We will use the assumption that assets are debits plus deposits then deducted by deposits to find out which city assets at Bank ABC are the most and the least.
jkt <- filter(jawa, city == "Jakarta")
Assetjkt <- mutate(jkt, Asset = debit + deposit)
Assettotaljkt <- sum(Assetjkt$Asset, na.rm=T)
bgr <- filter(jawa, city == "Bogor")
Assetbgr <- mutate(bgr, Asset = debit + deposit)
Assettotalbgr <- sum(Assetbgr$Asset, na.rm=T)
tgr <- filter(jawa, city == "Tangerang")
Assettgr <- mutate(tgr, Asset = debit + deposit)
Assettotaltgr <- sum(Assettgr$Asset, na.rm=T)
depok <- filter(jawa, city == "Depok")
Assetdepok <- mutate(depok, Asset = debit + deposit)

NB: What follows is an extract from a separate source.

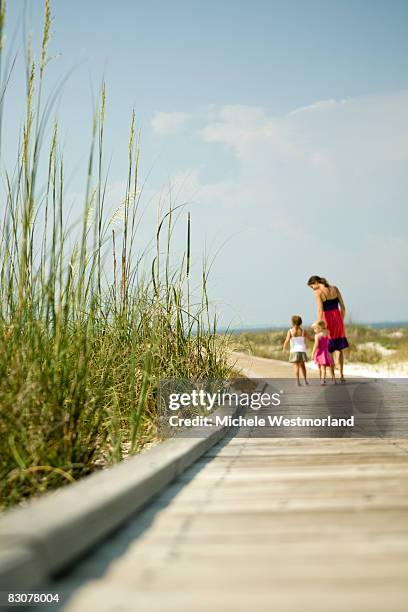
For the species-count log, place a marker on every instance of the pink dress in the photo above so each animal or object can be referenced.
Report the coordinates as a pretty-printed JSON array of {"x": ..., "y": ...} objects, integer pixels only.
[{"x": 322, "y": 355}]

Assettotaldepok <- sum(Assetdepok$Asset, na.rm=T)
bkasi <- filter(jawa, city == "Bekasi")
Assetbkasi <- mutate(bkasi, Asset = debit + deposit)
Assettotalbkasi <- sum(Assetbkasi$Asset, na.rm=T)
Alloftheasset <- data.frame(Assettotaljkt, Assettotalbgr, Assettotaltgr, Assettotaldepok, Assettotalbkasi)
AlloftheassetThe city that has the most assets is Jakarta with as many as IDR 1,242,037, while the city with the least is Bogor with as many as IDR 479,429.9.
There is a very strong positive correlation between debit and credit, deposit with credit, and deposit with debit.
There is a significant difference between the number of ABC Bank customers who are male and female.
There is still a risk of data entry errors.
Since, the total of male gender of Bank ABC is 3095, while the female gender is 3844, we can make a project called “Female Service Program”. The purpose is to make female customers remain loyal and attract new female customers to join and become customers of ABC bank. This program can be in the form of debit or credit cards specifically for women, lucky draws on Mother’s Day, parking lots for women, and so on.
ABC Bank can also apply a lottery prize on the condition that the amount of savings exceeds the predetermined conditions. The purpose of this made is so that customers can increase their savings and use ABC bank services continuously.
Observations can be carried out on the branches of the ABC bank itself in relation to the large differences in the number of assets in each region. For example, why are the assets in Bogor smaller than in Jakarta? Is it because the service there is unsatisfactory?
Data Awareness is a program dedicated to employees who work with data to input correctly and completely to all mandatory fields. This program is to reduce the risk of data entry errors.